Vivendi cale Tim et confie "provisoirement" les pouvoirs de Flavio Cattaneo au président Arnaud de Puyfontaine, à l'exception de ceux sur la sécurité et Sparkle, confiés par intérim au vice-président Giuseppe Recchi. L'arrivée d'Amos Genish au poste de Chief Operations Officer a été décidée par le président délégué et communiquée le lendemain au Conseil d'administration sur les comptes semestriels, du moins dans un premier temps. Enfin, l'administrateur Frédéric Crépin (Vivendi) quitte le comité de contrôle et des risques (il est remplacé par l'administrateur Camilla Antonini, qui est indépendante) et entre au comité stratégique.
Le conseil d'administration du cuirassé national du téléphone a ainsi "constaté le démarrage des activités de gestion et de coordination par Vivendi". Et il a approuvé le rapport semestriel 2017 clôturé avec des revenus proches de 10 milliards (+7,4%) et un Ebitda à 4,1 milliards (+10,4%). Sur le seul deuxième trimestre, les revenus se sont élevés à 5 milliards, en hausse de 6,4%. En ce qui concerne les domaines d'activité individuels, la division clients domestiques affiche un chiffre d'affaires en hausse de 3,4% et un Ebitda qui enregistre le meilleur résultat jamais enregistré avec une augmentation de 5,6%. Même dans la téléphonie fixe, pour la première fois depuis 10 ans, les revenus des services progressent.
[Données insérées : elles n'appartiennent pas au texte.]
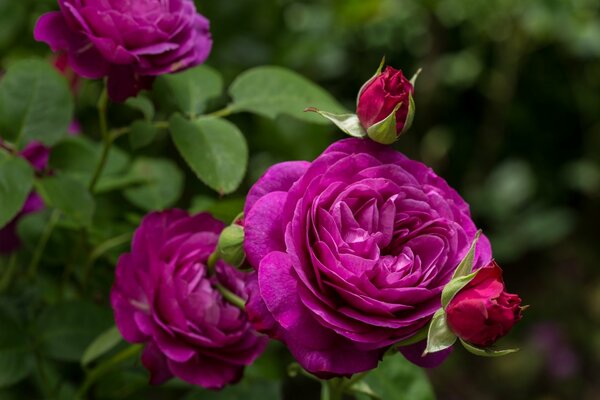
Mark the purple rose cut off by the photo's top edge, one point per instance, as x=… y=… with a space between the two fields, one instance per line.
x=127 y=40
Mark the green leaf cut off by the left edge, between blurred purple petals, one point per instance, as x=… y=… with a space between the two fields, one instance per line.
x=16 y=181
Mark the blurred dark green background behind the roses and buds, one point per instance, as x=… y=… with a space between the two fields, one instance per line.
x=508 y=111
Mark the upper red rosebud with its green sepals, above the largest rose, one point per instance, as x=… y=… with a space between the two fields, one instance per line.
x=385 y=106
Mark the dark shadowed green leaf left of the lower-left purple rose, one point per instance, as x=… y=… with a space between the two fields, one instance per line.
x=67 y=329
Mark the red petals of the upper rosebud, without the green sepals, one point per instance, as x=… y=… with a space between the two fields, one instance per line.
x=381 y=95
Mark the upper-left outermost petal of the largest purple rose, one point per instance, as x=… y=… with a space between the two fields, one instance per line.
x=280 y=177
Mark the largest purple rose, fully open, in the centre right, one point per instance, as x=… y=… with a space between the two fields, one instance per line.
x=352 y=252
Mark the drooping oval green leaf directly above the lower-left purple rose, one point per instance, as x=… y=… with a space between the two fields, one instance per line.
x=215 y=150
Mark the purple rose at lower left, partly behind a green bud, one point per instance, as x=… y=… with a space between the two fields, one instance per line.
x=164 y=297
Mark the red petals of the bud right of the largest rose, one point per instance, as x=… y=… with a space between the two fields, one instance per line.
x=482 y=312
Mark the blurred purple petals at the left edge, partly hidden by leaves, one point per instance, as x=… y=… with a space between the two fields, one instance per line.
x=37 y=155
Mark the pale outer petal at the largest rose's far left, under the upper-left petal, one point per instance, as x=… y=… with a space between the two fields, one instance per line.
x=262 y=228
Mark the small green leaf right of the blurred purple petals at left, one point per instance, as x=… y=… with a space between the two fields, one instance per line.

Dans le secteur mobile, en trois mois (avril-juin) plus de 500 mille nouveaux clients avec un Arpu en croissance à 12,5 euros (+4% par rapport au trimestre précédent et +3% par rapport à 2016).
La dette s'arrête à 25,1 milliards, en baisse de 15 millions par rapport à décembre et de 2,4 milliards par rapport à juin de l'année dernière.
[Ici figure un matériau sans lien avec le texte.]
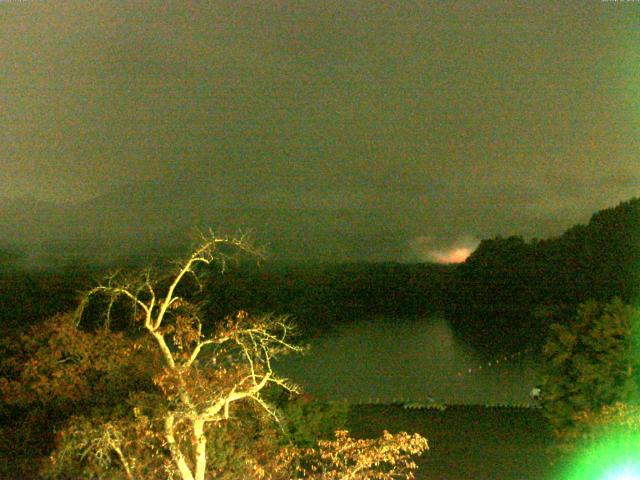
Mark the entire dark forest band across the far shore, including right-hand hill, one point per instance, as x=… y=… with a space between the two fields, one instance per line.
x=503 y=297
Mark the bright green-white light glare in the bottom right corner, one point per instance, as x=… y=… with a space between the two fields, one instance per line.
x=615 y=457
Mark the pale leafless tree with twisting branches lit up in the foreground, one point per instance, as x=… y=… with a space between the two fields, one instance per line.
x=201 y=375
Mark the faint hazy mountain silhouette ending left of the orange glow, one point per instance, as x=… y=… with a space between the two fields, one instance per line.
x=159 y=215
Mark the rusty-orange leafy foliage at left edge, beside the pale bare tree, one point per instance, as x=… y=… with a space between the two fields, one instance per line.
x=56 y=360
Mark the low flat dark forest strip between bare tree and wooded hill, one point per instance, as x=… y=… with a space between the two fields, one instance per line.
x=320 y=296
Avec ces chiffres, Flavio Cattaneo, qui tient une conférence téléphonique avec des analystes vendredi matin, s'amuse à dire "je laisse une entreprise mieux que je ne l'ai trouvée". "Les résultats positifs du premier semestre jettent les bases d'une nouvelle phase de relance du groupe" promet plutôt le président d'exploitation de Puyfontaine, assurant que "Tim continuera à investir dans les infrastructures et dans le développement de services convergents et consolidera davantage son leadership technologique". ”.
Le nouveau mot d'ordre de Tim sera donc "convergence" et on verra si le groupe tournera vraiment la page ou s'il se retrouvera empêtré dans de nouvelles difficultés après vingt ans de tourment continu.